The state senator disagreed with the characterization that Abbott had disallowed the organization from setting up shop.
“This issue about Samaritan’s hospital — that we rejected it outright — is not correct,” he said. “Obviously if the need changes, we’ll be glad to have them come in, but at this point we need to organize ourselves here in Hidalgo County and look at the resources that we already have… “
Those resources include 120 beds at Knapp Medical Center in Weslaco that are not being used because the hospital does not have enough staff to man them, Hinojosa said, noting Gonzalez was one of the Valley lawmakers who pointed this out to Abbott in a letter they sent Tuesday.
“They were offering 60 beds,” Hinojosa said about Samaritan’s Purse. “Our issue is not capacity. We have over 120 beds available at Knapp Medical hospital — that is double what Samaritan’s hospital offered. What we need is additional nurses and doctors.”

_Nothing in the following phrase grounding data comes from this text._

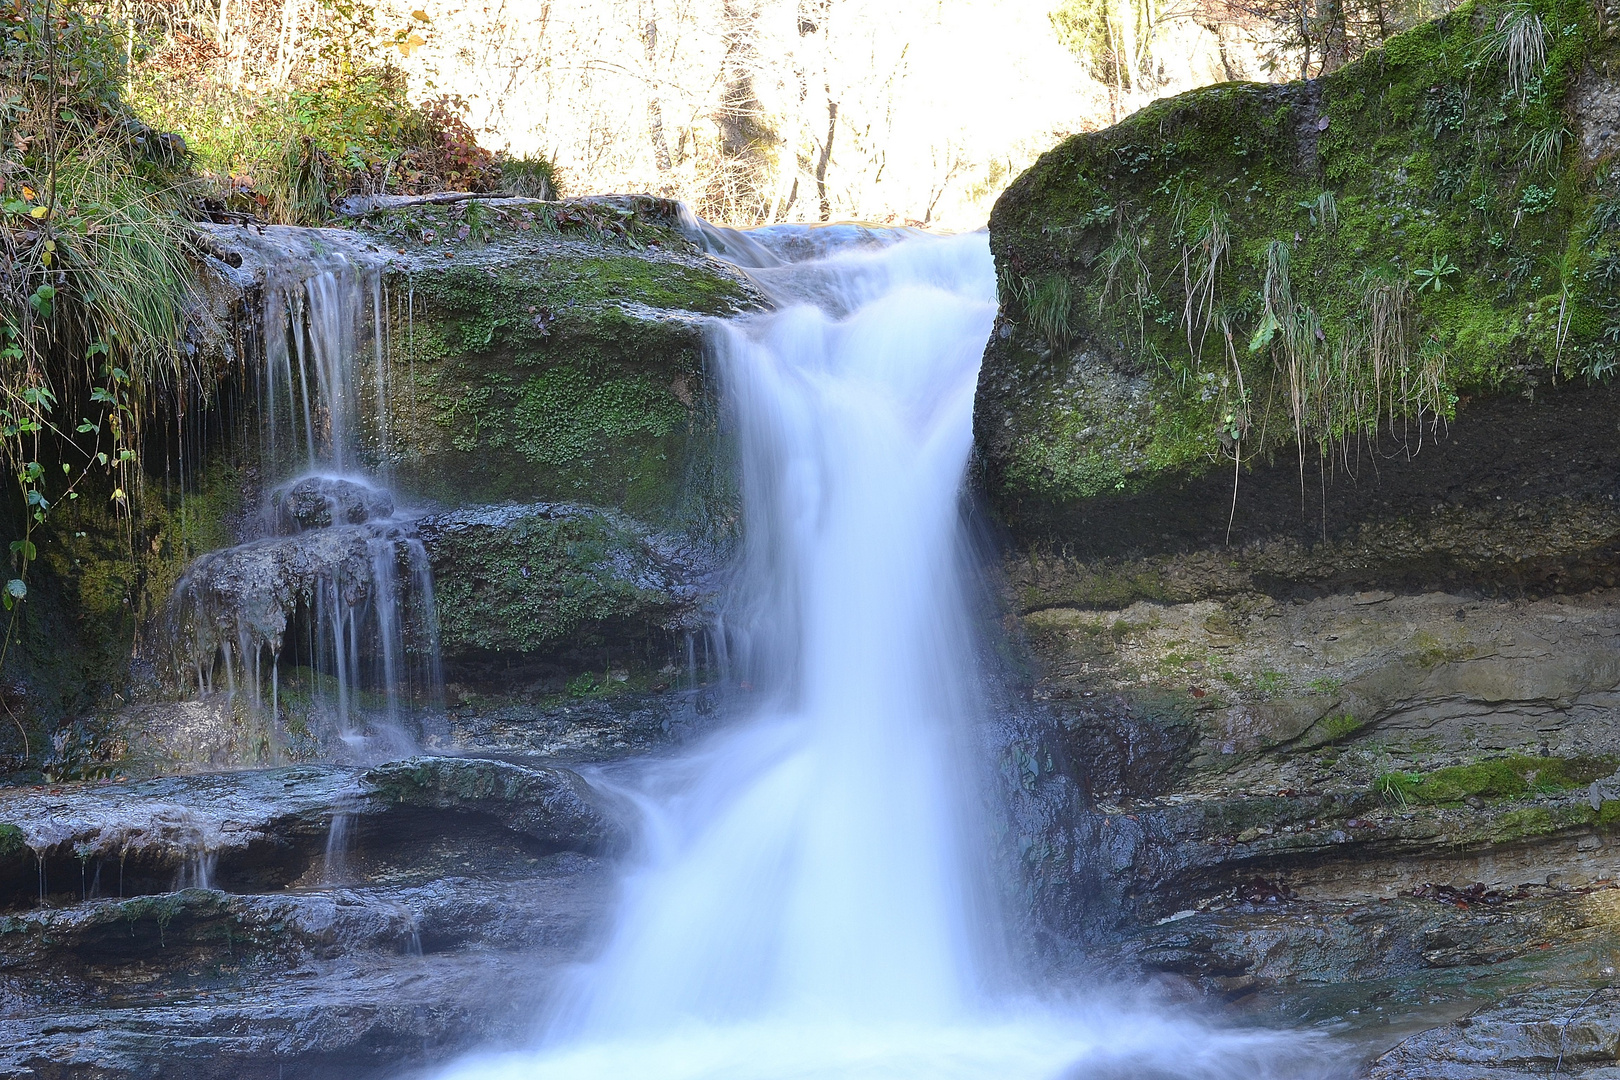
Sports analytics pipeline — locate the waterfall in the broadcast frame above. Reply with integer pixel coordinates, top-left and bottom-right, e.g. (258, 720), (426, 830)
(429, 226), (1329, 1077)
(165, 251), (442, 762)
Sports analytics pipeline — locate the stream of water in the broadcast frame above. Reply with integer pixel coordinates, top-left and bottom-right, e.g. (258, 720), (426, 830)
(426, 226), (1331, 1077)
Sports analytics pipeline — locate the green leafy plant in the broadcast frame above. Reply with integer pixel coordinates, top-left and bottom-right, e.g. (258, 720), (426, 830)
(1413, 253), (1459, 292)
(1516, 183), (1556, 217)
(0, 0), (202, 760)
(1296, 190), (1340, 228)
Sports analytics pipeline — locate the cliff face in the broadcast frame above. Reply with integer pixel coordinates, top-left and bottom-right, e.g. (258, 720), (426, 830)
(975, 0), (1620, 1049)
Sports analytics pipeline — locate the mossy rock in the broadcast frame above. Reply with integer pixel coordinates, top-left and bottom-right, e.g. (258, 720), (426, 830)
(418, 502), (710, 679)
(0, 447), (251, 766)
(979, 0), (1620, 524)
(366, 206), (762, 539)
(363, 755), (625, 853)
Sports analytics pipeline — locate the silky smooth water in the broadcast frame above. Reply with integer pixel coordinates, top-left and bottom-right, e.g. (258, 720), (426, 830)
(431, 225), (1327, 1080)
(167, 251), (442, 759)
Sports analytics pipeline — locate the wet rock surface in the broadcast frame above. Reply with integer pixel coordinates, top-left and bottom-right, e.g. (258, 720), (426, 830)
(1367, 987), (1620, 1079)
(271, 475), (397, 533)
(0, 757), (620, 1078)
(0, 954), (542, 1080)
(0, 757), (622, 906)
(417, 501), (722, 693)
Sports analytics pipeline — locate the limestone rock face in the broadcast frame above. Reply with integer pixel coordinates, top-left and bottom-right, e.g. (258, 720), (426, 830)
(1368, 987), (1620, 1079)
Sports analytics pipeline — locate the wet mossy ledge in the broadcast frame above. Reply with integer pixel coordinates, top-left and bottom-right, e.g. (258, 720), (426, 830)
(208, 195), (763, 541)
(417, 502), (716, 689)
(978, 0), (1620, 550)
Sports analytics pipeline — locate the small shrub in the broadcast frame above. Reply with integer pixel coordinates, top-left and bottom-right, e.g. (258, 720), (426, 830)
(1318, 713), (1363, 742)
(1480, 3), (1548, 101)
(1019, 274), (1074, 350)
(1252, 670), (1285, 695)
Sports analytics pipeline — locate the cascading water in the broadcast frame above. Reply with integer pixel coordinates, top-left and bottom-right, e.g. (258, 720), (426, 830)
(429, 224), (1332, 1078)
(165, 249), (442, 762)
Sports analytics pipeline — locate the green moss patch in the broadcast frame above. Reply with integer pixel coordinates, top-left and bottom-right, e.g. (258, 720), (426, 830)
(423, 505), (696, 660)
(383, 249), (747, 535)
(1377, 754), (1615, 805)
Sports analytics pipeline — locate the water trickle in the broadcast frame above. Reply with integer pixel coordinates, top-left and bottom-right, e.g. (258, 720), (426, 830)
(322, 810), (353, 885)
(164, 250), (442, 762)
(174, 847), (217, 892)
(429, 223), (1331, 1077)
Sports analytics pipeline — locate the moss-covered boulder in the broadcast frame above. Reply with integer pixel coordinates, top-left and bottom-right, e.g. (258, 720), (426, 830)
(363, 756), (625, 854)
(980, 2), (1620, 979)
(979, 0), (1620, 539)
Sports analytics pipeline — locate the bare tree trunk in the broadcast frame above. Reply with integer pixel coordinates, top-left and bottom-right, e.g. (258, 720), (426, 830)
(1201, 20), (1239, 80)
(1299, 0), (1313, 78)
(712, 0), (776, 222)
(644, 14), (672, 173)
(275, 0), (299, 85)
(815, 98), (837, 221)
(1319, 0), (1348, 71)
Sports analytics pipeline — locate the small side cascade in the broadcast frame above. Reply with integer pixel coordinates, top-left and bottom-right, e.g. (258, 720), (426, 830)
(322, 808), (353, 885)
(173, 847), (217, 892)
(163, 250), (443, 763)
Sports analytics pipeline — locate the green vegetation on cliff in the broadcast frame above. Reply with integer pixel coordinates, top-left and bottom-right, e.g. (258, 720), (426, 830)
(1377, 753), (1616, 805)
(985, 0), (1620, 504)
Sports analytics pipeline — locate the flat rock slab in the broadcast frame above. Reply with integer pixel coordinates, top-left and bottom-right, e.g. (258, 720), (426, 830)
(0, 758), (624, 906)
(1367, 987), (1620, 1079)
(0, 949), (547, 1080)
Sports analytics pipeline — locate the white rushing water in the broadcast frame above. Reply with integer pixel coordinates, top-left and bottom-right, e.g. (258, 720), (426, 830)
(432, 224), (1325, 1080)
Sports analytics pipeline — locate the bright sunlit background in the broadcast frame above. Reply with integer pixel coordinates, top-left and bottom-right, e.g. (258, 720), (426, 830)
(129, 0), (1456, 227)
(383, 0), (1271, 227)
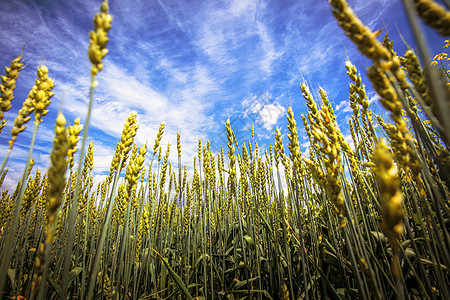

Hinojosa also said there is a need for better coordination between medical leadership in the Valley, “especially in Hidalgo County.”
“(Cortez) is doing a good job under very challenging circumstances. The problem is, we have too many other people butting in and (having) their own opinion about what ought to be done,” Hinojosa said.
When asked if he agreed with Cortez’s comments on needing a local shutdown, Hinojosa said he would respect the county judge’s decision.
“Quite frankly, at the state level, we may end up going back to Phase I,” he said. “Obviously we are trying to manage a situation that is very challenging.”